I left Agra for Delhi in the middle of the monsoon, when the air was cool and sweet and teeming with life. Aunty sat with me in the train, outside we etched past the rubble bungalows of my childhood, past their fields of clothes lines with sheets already soaked by the sudden rain, falling in great drops, stinging when it hit, the noise it made on the blue tarp and tin of the slums drowning everything else. Rain on the grille, the cold air twisting through like a string of magician’s silk. A note of thunder rolling through the vault of cloud, the wind rattling water through the trees. And my mother, left behind in the river and on the wind.

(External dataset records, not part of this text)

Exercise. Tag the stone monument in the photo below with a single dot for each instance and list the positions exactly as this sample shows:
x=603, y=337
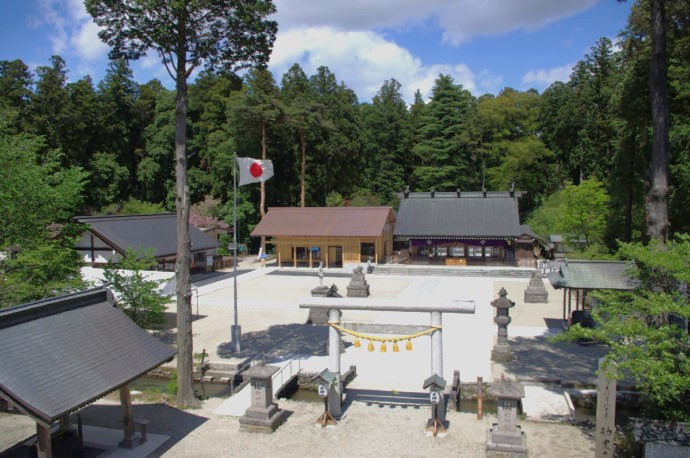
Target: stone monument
x=263, y=416
x=501, y=352
x=506, y=438
x=536, y=292
x=358, y=286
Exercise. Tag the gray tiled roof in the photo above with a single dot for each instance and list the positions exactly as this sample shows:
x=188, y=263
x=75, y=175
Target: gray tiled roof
x=63, y=353
x=145, y=231
x=593, y=275
x=470, y=215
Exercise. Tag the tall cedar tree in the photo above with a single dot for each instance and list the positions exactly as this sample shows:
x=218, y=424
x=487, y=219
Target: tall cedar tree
x=220, y=35
x=445, y=160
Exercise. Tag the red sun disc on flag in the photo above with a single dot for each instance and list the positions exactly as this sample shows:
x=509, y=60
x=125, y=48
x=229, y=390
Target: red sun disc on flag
x=256, y=170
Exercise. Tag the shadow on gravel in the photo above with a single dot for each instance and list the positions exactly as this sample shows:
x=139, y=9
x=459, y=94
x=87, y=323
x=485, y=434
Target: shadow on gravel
x=558, y=362
x=281, y=342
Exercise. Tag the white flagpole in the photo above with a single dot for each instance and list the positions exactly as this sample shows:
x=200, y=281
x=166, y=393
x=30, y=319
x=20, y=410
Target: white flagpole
x=236, y=330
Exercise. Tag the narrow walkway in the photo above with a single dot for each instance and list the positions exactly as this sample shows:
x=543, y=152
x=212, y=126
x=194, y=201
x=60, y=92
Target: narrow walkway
x=543, y=403
x=237, y=405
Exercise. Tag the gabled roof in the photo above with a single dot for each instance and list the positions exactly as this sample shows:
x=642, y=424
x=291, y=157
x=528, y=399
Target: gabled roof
x=63, y=353
x=593, y=275
x=324, y=221
x=145, y=231
x=470, y=215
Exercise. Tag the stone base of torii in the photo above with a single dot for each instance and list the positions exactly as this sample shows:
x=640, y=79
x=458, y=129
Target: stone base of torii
x=334, y=307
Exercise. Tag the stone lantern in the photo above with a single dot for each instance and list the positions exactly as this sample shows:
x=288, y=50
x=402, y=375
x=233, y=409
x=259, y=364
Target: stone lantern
x=326, y=382
x=505, y=437
x=501, y=352
x=263, y=415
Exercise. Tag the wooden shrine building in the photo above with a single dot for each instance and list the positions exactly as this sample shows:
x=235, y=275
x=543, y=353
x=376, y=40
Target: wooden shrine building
x=462, y=228
x=335, y=236
x=63, y=353
x=577, y=278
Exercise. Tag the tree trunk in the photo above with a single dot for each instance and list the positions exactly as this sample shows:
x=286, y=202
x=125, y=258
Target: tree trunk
x=185, y=392
x=657, y=197
x=303, y=147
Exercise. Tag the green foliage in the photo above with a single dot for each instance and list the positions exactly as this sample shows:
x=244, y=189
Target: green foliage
x=137, y=295
x=365, y=198
x=584, y=211
x=40, y=269
x=445, y=158
x=133, y=207
x=643, y=342
x=545, y=220
x=334, y=199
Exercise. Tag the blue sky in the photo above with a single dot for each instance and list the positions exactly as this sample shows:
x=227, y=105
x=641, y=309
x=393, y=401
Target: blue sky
x=485, y=45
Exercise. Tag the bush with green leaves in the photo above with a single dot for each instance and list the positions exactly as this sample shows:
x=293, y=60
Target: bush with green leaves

Inside the train people shifted, chattered, gorged themselves on food. North towards Delhi we went, past the rotten towns of dhabas and trucks, towns of mud, brick and kilns, towns of dogs and cows shaped in half-light, dirt-road towns with names like Tundla, like the names of vegetables I didn’t want to eat. In each town God’s music grew louder, the music of horns and voices, loudspeakers and temple bells, like all the rivers coming together to pour into a chasm in the centre of the earth.

Now crows cry and dogs bark, the canopy of the day grows dim. Aunty is talking at me, telling me about her splendid college days.

She doesn’t tell me about her own daughter though, the one who was born the same year as I, who died when she was four years old from childhood leukaemia caught late. Aunty sitting with her through the radiation, holding her hand, the doctors trying to keep her out of the room. They can’t, she won’t leave, she gives them no choice. But it doesn’t matter because the treatment fails, and her hand is soon left on its own.

We entered the city late in the day, the train dragging along so slowly it seemed we were on the verge of a complete stop, where all the other passengers would just jump off and walk away. But we never stopped, we only crawled on.